So when she gets her hands on her ex’s soon-to-published manuscript, of course it bites back with a sharp papercut—finally, something real. But Susan has no idea just how real this thing is; as she dives in, we’re suddenly thrust halfway across the country. In Dallas (in the novel), Tony (played by a bearded Jake Gyllenhaal) packs his wife (Isla Fisher, looking suspiciously like Adams) and teenage daughter into a car. By nightfall, they’re deep in the moonless Mars-scape of West Texas, guided only by the glare of headlights. The daughter complains about the reception. “That’s what I love about West Texas,” Tony intones. “No phones, no people.” Cue a pair of crimson-red brake lights on the horizon.

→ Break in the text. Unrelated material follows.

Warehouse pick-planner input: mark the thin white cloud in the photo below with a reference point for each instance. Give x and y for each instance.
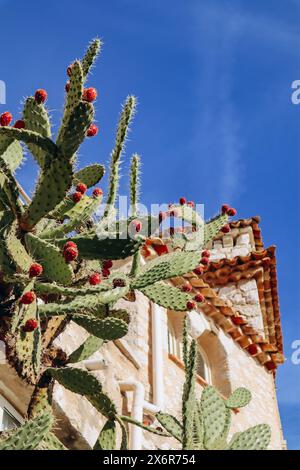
(217, 31)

What plays out is more than superficially horrific. It’s so tense, in fact, that it jolts Susan in reflex (as if people recoil when reading something scary) and jolts us from one “reality” to another to another. Back in her antiseptic scene, Susan conjures memories of her ex (Gyllenhaal again, sans beard) and their courtship. Firmly in Susan’s head, we’re never on firm ground; a glance at a fireplace, for example, might send us back to her college days or that Texas wasteland, where the movie really comes alive thanks to Michael Shannon (having a banner year) as a small town sheriff who “looks into things around here.”
Nocturnal Animals is an ugly beast, but it never sheds its arch chill. That second-hand remove imbues its provocative gestures with an unearned smugness that feels especially false in the wake of the similarly icy and far superior The Neon Demon. (Jena Malone, back in Valley-zombie mode, nearly steals the movie with her delivery of a single line.) But of all of the movie’s postures, its retrograde dissection of gender roles bends from playful contrarianism into outright bunk. In its attempt to approximate David Lynch doing Sam Peckinpah with an assist from Nicholas Roeg, Nocturnal Animals reveals its own naked vacuity. Where their provocations couldn’t be more sincere, this one’s just another accessory in its own artful pose.
Nocturnal Animals. Written and directed by Tom Ford. Starring Amy Adam, Jake Gyllenhaal, and Michael Shannon. Opens in Kansas City on December 9, 2016.